現生種は国際鳥類学会議 (IOC)[7]による。絶滅種(ただしIUCNレッドリストはまだ絶滅としていない)ジャマイカコヨタカを追加した。和名は厚生労働省[8]などより。

上位分類は Han et al. (2010)[3]による。彼らによる新しい属の分類を各節に記した。

現生17属(Han et al. では9属)92種。

基底群

互いには類縁関係にない基底的なグループ。Han et al. はヒゲナシヨタカ属からミミヨタカ属 Lyncornis が(分離する説は以前からある)、ヨタカ属からキエリヨタカ属 Gactornis を分離した。
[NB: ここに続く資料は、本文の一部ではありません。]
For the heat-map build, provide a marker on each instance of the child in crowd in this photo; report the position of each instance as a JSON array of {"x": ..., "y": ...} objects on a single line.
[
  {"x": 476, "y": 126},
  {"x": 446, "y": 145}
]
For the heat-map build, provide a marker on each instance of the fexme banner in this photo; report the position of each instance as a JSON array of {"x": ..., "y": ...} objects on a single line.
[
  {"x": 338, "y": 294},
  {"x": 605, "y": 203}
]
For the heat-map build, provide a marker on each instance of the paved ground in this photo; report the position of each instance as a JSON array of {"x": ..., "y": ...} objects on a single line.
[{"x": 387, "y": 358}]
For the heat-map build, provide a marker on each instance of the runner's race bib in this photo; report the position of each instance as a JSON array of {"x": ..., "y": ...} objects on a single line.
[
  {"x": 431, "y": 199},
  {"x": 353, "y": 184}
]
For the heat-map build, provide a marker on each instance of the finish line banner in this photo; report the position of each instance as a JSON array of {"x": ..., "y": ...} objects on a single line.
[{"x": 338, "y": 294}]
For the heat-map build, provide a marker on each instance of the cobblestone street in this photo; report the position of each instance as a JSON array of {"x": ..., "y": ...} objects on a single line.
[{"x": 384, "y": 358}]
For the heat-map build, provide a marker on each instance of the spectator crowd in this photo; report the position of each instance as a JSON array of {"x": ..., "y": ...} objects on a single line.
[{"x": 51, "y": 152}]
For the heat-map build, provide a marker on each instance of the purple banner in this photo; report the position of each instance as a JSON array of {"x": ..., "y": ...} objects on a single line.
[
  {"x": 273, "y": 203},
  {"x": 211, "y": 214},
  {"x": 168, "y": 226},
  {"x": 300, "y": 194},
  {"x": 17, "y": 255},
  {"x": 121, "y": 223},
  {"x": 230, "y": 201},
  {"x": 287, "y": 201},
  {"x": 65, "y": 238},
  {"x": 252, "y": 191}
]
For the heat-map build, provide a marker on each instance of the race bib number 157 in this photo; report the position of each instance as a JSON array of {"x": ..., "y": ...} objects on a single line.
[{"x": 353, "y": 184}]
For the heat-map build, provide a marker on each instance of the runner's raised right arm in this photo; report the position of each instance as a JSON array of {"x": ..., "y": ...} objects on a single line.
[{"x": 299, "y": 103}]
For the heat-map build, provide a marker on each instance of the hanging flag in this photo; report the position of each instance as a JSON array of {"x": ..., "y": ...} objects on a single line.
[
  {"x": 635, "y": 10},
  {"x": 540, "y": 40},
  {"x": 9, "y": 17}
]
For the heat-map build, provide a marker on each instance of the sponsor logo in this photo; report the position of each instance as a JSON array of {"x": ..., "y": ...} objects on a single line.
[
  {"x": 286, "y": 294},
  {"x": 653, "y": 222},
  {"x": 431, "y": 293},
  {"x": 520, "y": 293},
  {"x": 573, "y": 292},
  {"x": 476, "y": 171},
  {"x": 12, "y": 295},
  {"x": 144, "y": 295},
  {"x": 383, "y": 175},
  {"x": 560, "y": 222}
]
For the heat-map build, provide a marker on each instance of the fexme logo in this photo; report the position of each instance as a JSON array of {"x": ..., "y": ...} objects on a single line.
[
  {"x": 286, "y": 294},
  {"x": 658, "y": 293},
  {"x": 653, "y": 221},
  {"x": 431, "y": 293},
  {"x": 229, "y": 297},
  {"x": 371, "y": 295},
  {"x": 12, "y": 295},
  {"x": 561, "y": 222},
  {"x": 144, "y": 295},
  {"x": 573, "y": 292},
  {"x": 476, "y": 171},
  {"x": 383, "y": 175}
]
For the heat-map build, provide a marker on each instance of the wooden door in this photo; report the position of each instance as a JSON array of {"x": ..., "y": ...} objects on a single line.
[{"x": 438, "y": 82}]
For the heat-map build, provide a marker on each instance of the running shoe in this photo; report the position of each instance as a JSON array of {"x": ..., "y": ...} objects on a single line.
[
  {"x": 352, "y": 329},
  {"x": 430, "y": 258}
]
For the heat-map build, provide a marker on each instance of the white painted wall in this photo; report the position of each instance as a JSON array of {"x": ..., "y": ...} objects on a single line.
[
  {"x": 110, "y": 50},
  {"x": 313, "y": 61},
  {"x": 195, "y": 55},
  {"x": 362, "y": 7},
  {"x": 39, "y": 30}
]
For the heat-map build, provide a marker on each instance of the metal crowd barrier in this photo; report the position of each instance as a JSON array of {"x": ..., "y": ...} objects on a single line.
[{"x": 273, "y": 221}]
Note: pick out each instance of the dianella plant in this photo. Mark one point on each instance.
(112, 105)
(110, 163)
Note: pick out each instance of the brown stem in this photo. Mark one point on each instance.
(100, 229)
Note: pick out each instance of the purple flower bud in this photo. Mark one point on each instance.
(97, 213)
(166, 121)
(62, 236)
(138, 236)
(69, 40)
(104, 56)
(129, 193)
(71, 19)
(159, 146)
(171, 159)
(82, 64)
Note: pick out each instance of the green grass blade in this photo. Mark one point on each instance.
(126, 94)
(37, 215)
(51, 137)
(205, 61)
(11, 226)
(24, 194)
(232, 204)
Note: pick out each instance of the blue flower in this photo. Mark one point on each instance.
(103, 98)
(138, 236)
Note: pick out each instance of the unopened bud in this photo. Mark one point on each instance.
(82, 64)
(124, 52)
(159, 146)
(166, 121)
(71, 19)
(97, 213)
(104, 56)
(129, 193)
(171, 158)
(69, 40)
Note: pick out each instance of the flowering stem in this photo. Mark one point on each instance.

ただしIOCはキエリヨタカ属を分離していない。

NW1

Hann et al. は、ヨタカ属の一部を Antrostomus に再分離し、プアーウィルヨタカ Phalaenoptilus をそこへ統合した。ただし今後の研究によりプアーウィルヨタカ属は復活する可能性があり、IOCはプアーウィルヨタカ属を統合していない。

NW2

Hann et al. は全てアメリカヨタカ属 Chordeiles に統合した(統合する説は以前からある)。

NW3

Hann et al. は全てハサミオヨタカ属 Hydropsalis に統合した。ただしナンベイオナガヨタカ Macropsalis はサンプリングされておらず系統位置には疑問もある。IOCはこの系統の分類を再編していない。

OW

Hann et al. は全てヨタカ属 Caprimulgus に統合した。チャイロヨタカは従来からヨタカ属に含める説もあるが、サンプリングされておらず系統位置には議論がある。IOCはこの系統の分類を再編していない。